Eleanor has an interesting history prior to her involvement with the Farmstead. She began life as Eleanor Harley on her parent's farm in Northern Chester County. She will proudly tell you that she can trace her family back to Christopher Sauer, the 18th century printer from Germantown who produced German bibles, among other books. Eleanor's family moved to Pottstown when she was a young girl. Eleanor has been giving of her time and talents as a volunteer nearly her entire life. During World War II she served in the Navy WAVES (Women's Auxiliary Volunteer Emergency Service) from 1944 to 1946 as Petty Officer 2nd Class - Storekeeper in Disbursement. After the war Eleanor married Bob Bittle and eventually settled in Gilbertsville. She spent many years involved with Girl Scouts of America directing programs and activities for scouts before turning her educational skills towards historical interpretation and the Farmstead.
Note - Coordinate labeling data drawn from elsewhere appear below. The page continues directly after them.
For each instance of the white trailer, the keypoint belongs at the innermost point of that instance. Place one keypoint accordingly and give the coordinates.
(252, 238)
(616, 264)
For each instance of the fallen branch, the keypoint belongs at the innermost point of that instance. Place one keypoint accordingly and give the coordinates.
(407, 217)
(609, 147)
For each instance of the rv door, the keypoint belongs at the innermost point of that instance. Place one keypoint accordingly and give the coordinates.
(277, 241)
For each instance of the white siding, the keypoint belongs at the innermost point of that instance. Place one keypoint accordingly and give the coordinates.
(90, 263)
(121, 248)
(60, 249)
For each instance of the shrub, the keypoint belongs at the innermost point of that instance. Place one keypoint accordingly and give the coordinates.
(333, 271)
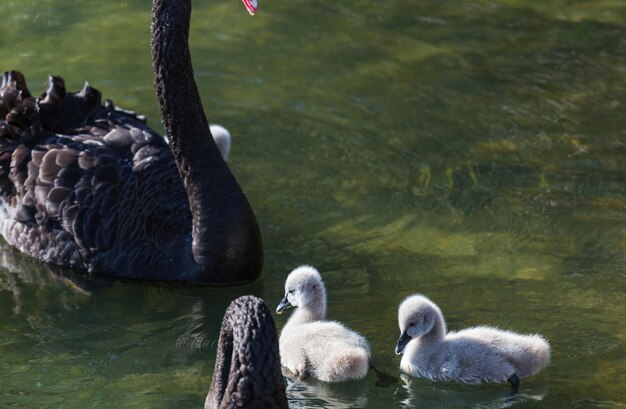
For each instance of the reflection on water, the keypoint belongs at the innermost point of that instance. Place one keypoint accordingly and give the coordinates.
(315, 394)
(422, 393)
(471, 151)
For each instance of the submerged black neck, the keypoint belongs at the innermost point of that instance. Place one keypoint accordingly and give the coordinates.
(226, 242)
(247, 367)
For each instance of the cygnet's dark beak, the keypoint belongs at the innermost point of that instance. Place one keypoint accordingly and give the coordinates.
(402, 341)
(284, 304)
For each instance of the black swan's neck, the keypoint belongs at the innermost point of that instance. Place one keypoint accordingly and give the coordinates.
(247, 367)
(226, 242)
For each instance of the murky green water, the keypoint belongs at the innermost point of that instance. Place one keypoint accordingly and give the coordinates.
(472, 151)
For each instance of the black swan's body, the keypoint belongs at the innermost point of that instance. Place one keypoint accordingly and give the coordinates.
(247, 367)
(87, 185)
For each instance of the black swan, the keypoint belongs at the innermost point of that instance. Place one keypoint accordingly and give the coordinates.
(247, 367)
(87, 185)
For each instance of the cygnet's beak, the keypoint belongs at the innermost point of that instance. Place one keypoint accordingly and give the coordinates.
(251, 6)
(284, 304)
(402, 341)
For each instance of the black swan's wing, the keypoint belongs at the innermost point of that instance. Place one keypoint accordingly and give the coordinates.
(82, 183)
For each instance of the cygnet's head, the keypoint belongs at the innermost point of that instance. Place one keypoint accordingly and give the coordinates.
(303, 285)
(222, 138)
(416, 317)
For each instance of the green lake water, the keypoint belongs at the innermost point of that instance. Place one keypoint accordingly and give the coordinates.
(473, 151)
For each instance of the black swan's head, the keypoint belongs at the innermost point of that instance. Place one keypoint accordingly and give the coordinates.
(247, 368)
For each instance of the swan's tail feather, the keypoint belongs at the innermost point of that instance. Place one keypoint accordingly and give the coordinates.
(536, 356)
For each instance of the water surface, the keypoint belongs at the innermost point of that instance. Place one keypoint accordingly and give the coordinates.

Of all Eleanor's many interests and abilities, one topic has become her trademark - the process of weaving linen tape on various types of tape looms. She first became interested in tape weaving in 1977, and since then she has pursued many years of research that has made her a leading expert on this early craft. Eleanor's first tape loom was one that her husband Bob made for her, a replica of an early loom. Bob continued to make both standing looms and box looms as Eleanor honed her skills as a weaver. Eventually she began acquiring antique looms from dealers and local auction sales. Over the years she has traveled extensively in search of looms and has acquired them from many different states. Eleanor tells one story about winning the bid on a loom at an auction where the auctioneer didn't have any idea what that contraption he was selling was. Eleanor knew!
She has amassed a collection of nearly 100 tape looms, box looms, standing looms, lap or knee looms, all shapes and sizes, some finely crafted, others just made from rough planks nailed together. Each one has a story and is lovingly preserved in her home, which has turned into somewhat of a museum. Eleanor, a.k.a., The Tape Lady, weaves beautiful tapes that have been used in many museum exhibits and can be found for sale in various museum shops.
Throughout the years Eleanor worked at the Farmstead she touched many lives in such a positive way, particularly those of thousands of school children who benefited from her tireless efforts to bring the past alive. Many of those children, now adults, continued on with a special interest in history thanks to the time Eleanor spent with them.
And many children and adults learned the skill of weaving and gained a wonderful insight into the production of linen from her patient instruction. Eleanor decided to "retire" in 2000, but that hardly slowed her down. She has continued her costumed demonstrations of tape weaving for both school groups and adult groups and she is still actively involved as a volunteer at the Farmstead. Her research on tape weaving and linen production continues.
Eleanor has tremendous knowledge and skills and amazing stories that she so willingly shares along with that wonderful twinkle in her eyes. Thank you, Eleanor, for the many years of devotion to the Farmstead and for all that you have given.